Dans ses parcours récents en Europe, le Rapid a de nouveau joué les poules de Ligue des champions en 2005-2006 mais a terminé dernier derrière la Juventus, le Bayern Munich et le Club Bruges. Depuis 2008-2009, les Viennois ont participé à huit phases de poule de Ligue Europa mais ne se sont qualifiés que deux fois pour les tours suivants. Ils ont été éliminés en 32e par Valence en 2016 (0-4, 0-6) et par l’Inter Milan en 2019 (0-1, 0-4).
Des supporters enflammés
Une tradition particulière existe chez les Verts et Blancs. Elle est nommée Rapid-Viertelstunde (le quart d’heure du Rapid) et existe depuis plus d’un siècle (on en trouve une évocation dans un journal en 1909).

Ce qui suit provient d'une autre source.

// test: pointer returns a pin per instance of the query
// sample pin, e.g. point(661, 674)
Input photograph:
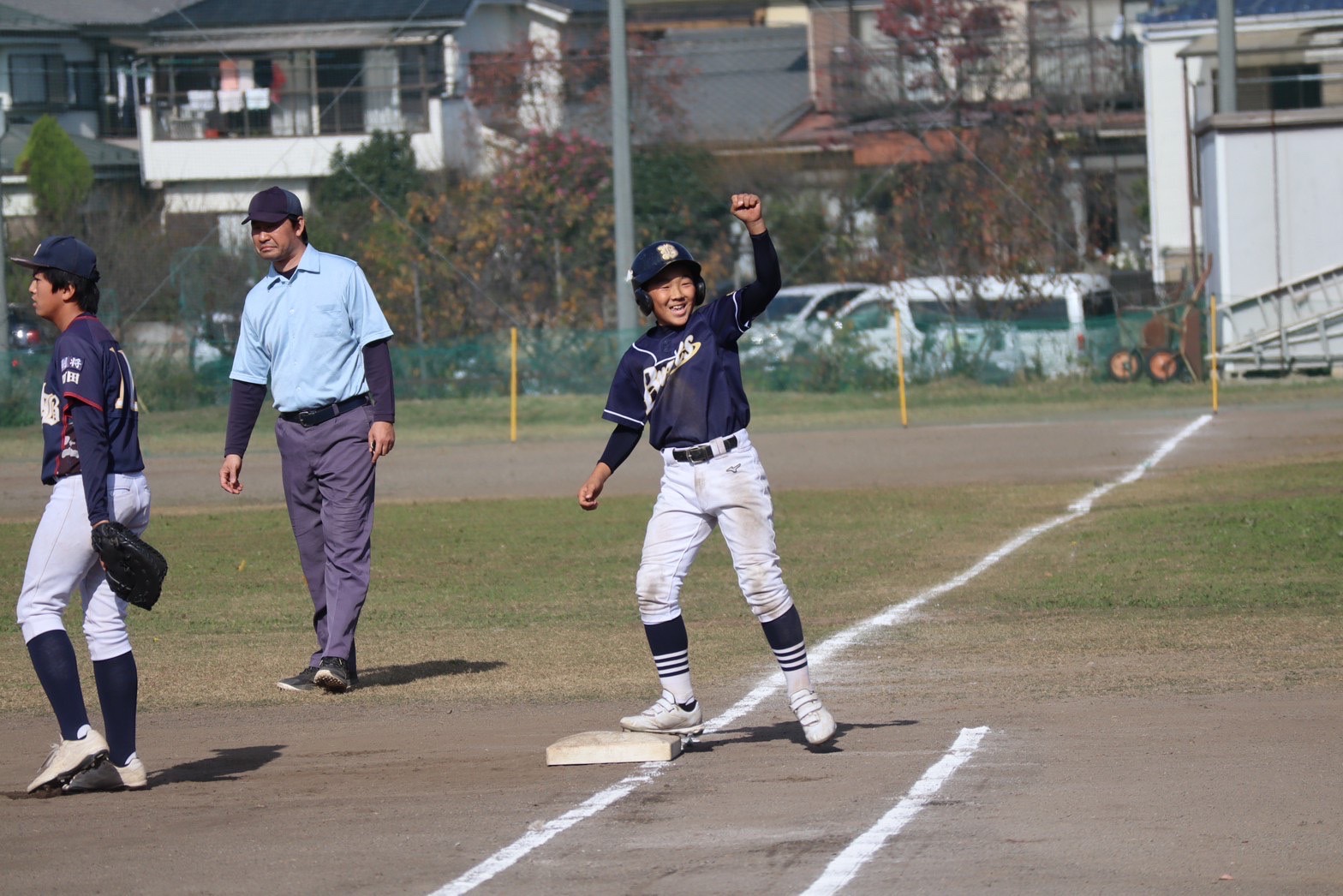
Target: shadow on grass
point(783, 731)
point(226, 765)
point(390, 676)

L’entrée dans les quinze dernières minutes est un moment de fête chez les supporters qui célèbrent notamment avec des applaudissements en rythme. Le club avait dès ses débuts, la réputation de remporter les matchs dans les derniers instants de la partie et l’histoire est restée jusqu’à aujourd’hui. Une recommandation a même été faite pour une inscription au patrimoine culturel immatériel de l’humanité de l’UNESCO mais la requête a échoué.
Un simple coup d’œil aux statistiques montre qu’un nombre disproportionné de matchs ont été renversés par le Rapid dans les 15 dernières minutes. La Rapid-Viertelstunde n’est pas simplement un mythe, elle est tangible, et représente le moment où chaque joueur du Rapid puise au plus profond de lui-même pour vaincre l’adversaire, et où l’équipe elle-même devient la plus dangereuse pour ses adversaires. (Site officiel du Rapid Vienne)
Le club du quartier d’Hütteldorf peut compter sur des supporters importants car il est le plus apprécié du pays. Le principal groupe, les « Ultras Rapid 1988 » sont le premier groupe ultra fondé dans le monde germanophone, en 1988. Ils sont amis avec la « Nordkurve » de Nuremberg et la « Gate 13 » du Panathinaïkós. Les « Green Monsters » de Ferencváros ont aussi de bonnes relations avec les ultras viennois.
La principale rivalité du club est celle avec l’autre grand club de la capitale, l’Austria Vienne (24 titres de champion). Le derby entre les deux clubs est l’un des plus joués d’Europe avec le derby de Glasgow et celui d’Edimbourg. L’antagonisme repose notamment sur l’opposition entre « un club ouvrier », le Rapid et « un club bourgeois », l’Austria. Les deux clubs se sont affrontés près de 330 fois pour environ 120 victoires pour l’Austria contre 140 pour le Rapid.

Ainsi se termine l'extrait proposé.